Suzette Kent on how IT modernization is really a cybersecurity play
There’s always a cybersecurity angle, and federal CIO Suzette Kent found hers during a keynote at CyberTalks.
Kent, whose tenure has thus far been defined largely by the administration’s IT modernization goals as set out by the President’s Management Agenda (PMA) and the attendant cross-agency priority (CAP) goals, pivoted a bit to talk about cybersecurity on Thursday morning. Her thesis? IT modernization is critical to security.
“It’s a little bit of a chicken and egg kind of discussion,” she said. Cybersecurity is about a lot of things, one crucial (if relatively mundane) way an agency can get to a more secure future is by updating its IT foundations, she said.
“Part of the reason I’m so passionate about modernization and driving it quickly is the way that we become more secure, the way that we protect our infrastructure, is to have more of an infrastructure and to not be looking at things that were designed so many years ago that the concepts — some of the basic concepts of blocking and tackling — wasn’t even envisioned.”

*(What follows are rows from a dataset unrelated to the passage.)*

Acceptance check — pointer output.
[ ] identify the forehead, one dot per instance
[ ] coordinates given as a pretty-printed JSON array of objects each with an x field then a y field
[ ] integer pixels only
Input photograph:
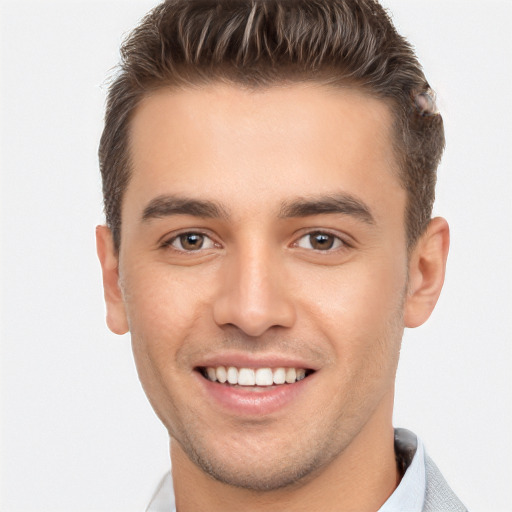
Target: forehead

“As we modernize the systems, many of the security capabilities are built in,” she added, citing the example of pushing agencies to cloud email services where they can better protect against phishing.
But IT modernization isn’t the only piece of the PMA that has a close tie with cybersecurity. Another pillar of the plan, one concerned with better data stewardship, also requires strong protections.
“Part of how we serve citizens is to protect their data,” Kent said.
The good news for security, Kent said, is that agencies are working on IT modernization, and being measured in their progress through the CAP goals’ quarterly action plans. “We are making real progress,” Kent said.